For some people the thought of extending our love to a child appears to be a noble thought. At the same time I'm asking myself whether or not we are able to love everyone the same way? Unconditionally as we would love to make believe ourselves. Wouldn't it in that case already be a condition that the person we love must have the same blood running through their veins? Can we not love another child that was put on this planet by other people the same way? Does not every human being deserve the same unconditional love and if we do all agree on that idea then why again will we not rather take in a child that is already here?

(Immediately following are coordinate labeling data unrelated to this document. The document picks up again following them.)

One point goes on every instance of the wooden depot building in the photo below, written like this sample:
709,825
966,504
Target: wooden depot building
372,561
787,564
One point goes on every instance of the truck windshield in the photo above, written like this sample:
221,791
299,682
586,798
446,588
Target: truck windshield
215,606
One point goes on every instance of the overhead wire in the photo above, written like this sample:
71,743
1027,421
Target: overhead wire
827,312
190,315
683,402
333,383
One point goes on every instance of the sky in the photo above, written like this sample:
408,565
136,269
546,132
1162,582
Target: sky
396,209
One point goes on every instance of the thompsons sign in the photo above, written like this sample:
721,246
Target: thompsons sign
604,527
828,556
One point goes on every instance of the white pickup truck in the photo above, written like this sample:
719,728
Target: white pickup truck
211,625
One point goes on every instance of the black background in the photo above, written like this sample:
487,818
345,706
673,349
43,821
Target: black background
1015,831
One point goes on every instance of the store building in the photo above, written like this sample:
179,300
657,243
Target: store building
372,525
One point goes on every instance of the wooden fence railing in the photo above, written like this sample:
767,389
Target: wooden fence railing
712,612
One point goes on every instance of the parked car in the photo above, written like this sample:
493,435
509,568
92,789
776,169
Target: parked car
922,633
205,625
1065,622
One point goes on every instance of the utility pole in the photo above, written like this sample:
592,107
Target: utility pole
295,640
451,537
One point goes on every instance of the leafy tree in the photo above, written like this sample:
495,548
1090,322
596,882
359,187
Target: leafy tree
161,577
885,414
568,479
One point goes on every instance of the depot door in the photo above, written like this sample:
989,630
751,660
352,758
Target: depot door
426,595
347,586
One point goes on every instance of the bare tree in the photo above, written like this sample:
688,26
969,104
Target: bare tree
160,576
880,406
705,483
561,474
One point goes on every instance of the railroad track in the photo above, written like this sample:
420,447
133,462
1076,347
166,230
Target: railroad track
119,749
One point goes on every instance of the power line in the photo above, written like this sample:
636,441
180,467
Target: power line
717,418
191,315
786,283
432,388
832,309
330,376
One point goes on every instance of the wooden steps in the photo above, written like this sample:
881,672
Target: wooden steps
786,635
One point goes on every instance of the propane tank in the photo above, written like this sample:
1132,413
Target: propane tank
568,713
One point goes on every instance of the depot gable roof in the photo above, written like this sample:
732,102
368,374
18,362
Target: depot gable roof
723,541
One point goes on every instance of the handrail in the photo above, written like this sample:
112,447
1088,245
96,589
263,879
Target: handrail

I keep questioning myself about the reasons for motherhood, fatherhood, parenthood in general. Writing this I am just realizing the actual question I'm asking myself for any life changing decision I make is: "Will my decision make this world a better place?". If the answer is no I see no reason to do it.
All reasons for making decisions whether it's having children or drinking coffee, going travelling or staying home are valid as we all are different in all different ways. Therefore the true question to any decision really is: What is your personal motivation? What is your vision in life? Depending on what we feel our purpose in life is the answer to our questions will be very different as well. Maybe in the end we can all break it down to one question for any decision we make:
What am I living for? What do I want to see manifested in the world? What do I want my legacy to be?
Going to my own internal source of decision making before rushing into what appears to be a casual act. For me it mostly is coming back to one and the same question: What could be the value for our world? Is it supporting my vision of a happy world? Surely that doesn't mean I only do things that are of value to the world but I try to take it into consideration for the things I do.